Die beste Alternative sieht Aaron in der Flucht nach vorn, indem der Salon aus dem Grand Palais auszieht, in anderer Form an anderer Stelle abgehalten und die Biennale möglicherweise auf einen jährlichen Turnus umgestellt wird. Gleichzeitig versucht sich Aaron an einer Verjüngungskur des Teilnehmerfelds. Im sogenannten Tremplin (wörtlich: Sprungbrett), einem großen dunklen Klotz, dürfen 25 junge Aussteller für den bescheidenen Obolus von 40 Euro jeweils ein Kunstwerk präsentieren. Die Absicht mag ehrbar sein, die Durchführung muss allerdings als misslungen gelten. Dicht gedrängt, völlig unsortiert und beliebig wirken die Exponate in dem stickigen Karton. Noch dazu stammen 23 der 25 Aussteller aus – Frankreich.

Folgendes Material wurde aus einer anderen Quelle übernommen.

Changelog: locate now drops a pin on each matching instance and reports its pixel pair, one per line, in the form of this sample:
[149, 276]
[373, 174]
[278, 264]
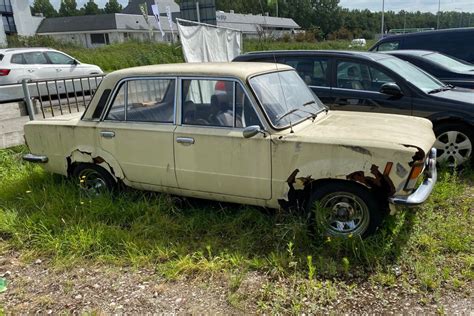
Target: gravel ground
[38, 288]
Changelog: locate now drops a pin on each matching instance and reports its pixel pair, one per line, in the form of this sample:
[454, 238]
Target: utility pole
[382, 28]
[439, 13]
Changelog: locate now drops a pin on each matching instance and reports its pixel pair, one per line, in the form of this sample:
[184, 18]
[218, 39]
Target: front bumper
[35, 158]
[424, 190]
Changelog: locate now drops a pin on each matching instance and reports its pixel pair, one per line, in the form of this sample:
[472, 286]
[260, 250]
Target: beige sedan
[250, 133]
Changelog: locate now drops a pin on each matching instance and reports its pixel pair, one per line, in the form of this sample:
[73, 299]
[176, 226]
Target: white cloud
[410, 5]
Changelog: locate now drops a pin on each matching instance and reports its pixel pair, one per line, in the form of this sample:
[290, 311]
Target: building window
[6, 6]
[101, 38]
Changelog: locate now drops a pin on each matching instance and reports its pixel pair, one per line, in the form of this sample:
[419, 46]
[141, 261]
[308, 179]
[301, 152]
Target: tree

Mit diesem Experiment wurde nun wieder den Kritikern im Verband und unter den Ausstellern Munition geliefert, die sie nur zu gerne benutzen. Schon munkelt man, bei der nächsten Präsidentenwahl solle der gerade wegen angeblich tyrannischer Machtausübung abgewählte Christian Deydier den aktuellen Präsidenten gleich wieder ablösen. Das Chaos wäre perfekt. So taumelt die nach eigenen Angaben erste Messe für Kunst und Antiquitäten durch ein Gewirr aus lokalpolitischen Abgründen, während das weltweite Ringen um Marktanteile und Vormachtstellungen weitergeht. Aber vielen Akteuren des Pariser Schauplatzes scheint die Rolle des Einäugigen unter den Blinden zu genügen.